Paving stones, or pavers, are becoming a popular choice for outdoor areas. They date back to the Romans, and stunning examples can be seen all over the world, like in the Great Wall of China. More recently, they’re being used by home-owners for driveways and patios.
What Does Interlocking Mean?
When interlocking paving stones are installed with paver jointing sand. The jointing sand locks the pavers in place and fills in the joints completely from top to bottom. This creates friction in the joints, which dispenses the weight load over a larger area. So, when you walk on the pavers, even if your foot is only on one stone, your weight is being supported by six or seven stones.
Pavers Aren’t Rigid
Other surfaces, such as concrete or asphalt, are rigid, and can’t move as the earth below moves. This can cause cracks and chips in the surface.
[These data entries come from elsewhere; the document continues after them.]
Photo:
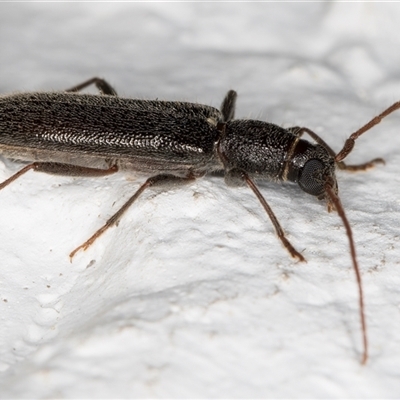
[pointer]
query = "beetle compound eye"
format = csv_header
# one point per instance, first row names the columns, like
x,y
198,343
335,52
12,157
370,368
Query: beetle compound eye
x,y
311,180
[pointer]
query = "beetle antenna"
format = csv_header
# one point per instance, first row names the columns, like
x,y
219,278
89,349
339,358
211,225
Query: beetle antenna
x,y
334,198
349,144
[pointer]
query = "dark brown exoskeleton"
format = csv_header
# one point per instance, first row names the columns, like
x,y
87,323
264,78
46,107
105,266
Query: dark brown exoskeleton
x,y
69,133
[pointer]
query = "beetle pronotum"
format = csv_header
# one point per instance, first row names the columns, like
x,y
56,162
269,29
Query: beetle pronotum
x,y
69,133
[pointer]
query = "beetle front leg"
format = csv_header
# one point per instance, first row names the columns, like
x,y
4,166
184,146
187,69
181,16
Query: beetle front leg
x,y
236,178
158,180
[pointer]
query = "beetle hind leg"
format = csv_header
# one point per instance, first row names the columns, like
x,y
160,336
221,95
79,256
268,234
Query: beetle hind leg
x,y
103,86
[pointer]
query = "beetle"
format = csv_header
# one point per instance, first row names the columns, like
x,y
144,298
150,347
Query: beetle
x,y
70,133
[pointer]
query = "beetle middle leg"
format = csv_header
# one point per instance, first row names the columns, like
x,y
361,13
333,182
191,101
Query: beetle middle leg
x,y
157,180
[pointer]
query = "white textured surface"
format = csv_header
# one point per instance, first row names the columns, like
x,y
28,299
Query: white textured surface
x,y
193,295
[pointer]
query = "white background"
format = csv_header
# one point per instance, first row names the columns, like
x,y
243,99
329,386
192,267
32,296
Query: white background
x,y
192,295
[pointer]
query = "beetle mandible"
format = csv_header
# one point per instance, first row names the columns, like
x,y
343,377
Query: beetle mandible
x,y
70,133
Pavers, however, don’t crack or chip because they are individual stones, and they can move with the ground. The jointing sand lets the stones stay flexible.
Repairs Are Easy
One of the biggest benefits of paving stones is that they’re easily repaired. A single stone can be removed and replaced. Concrete and asphalt are more complicated to repair. Damaged concrete needs to be cut out, and new concrete poured. This needs to be done by a professional, which is costly, and the new concrete is unlikely to blend in with the older concrete.
Paving Stones Have A Lower Moisture Absorption Rate
Air pockets in surfaces reduce the durability and increase the chances of cracks and damage. Air pockets increase the moisture absorption rate. Paving stones are quite dense, and the method of installation means that there’s very few, if any air pockets. It also means that they are suitable for cold and wet weather because as there’s less chance of water seeping in, the chances of expansion and cracking are also reduced.
When you’re making your decision between paver stones, asphalt or concrete, you should take into account that pavers are extremely durable, long-lasting, and absolutely beautiful.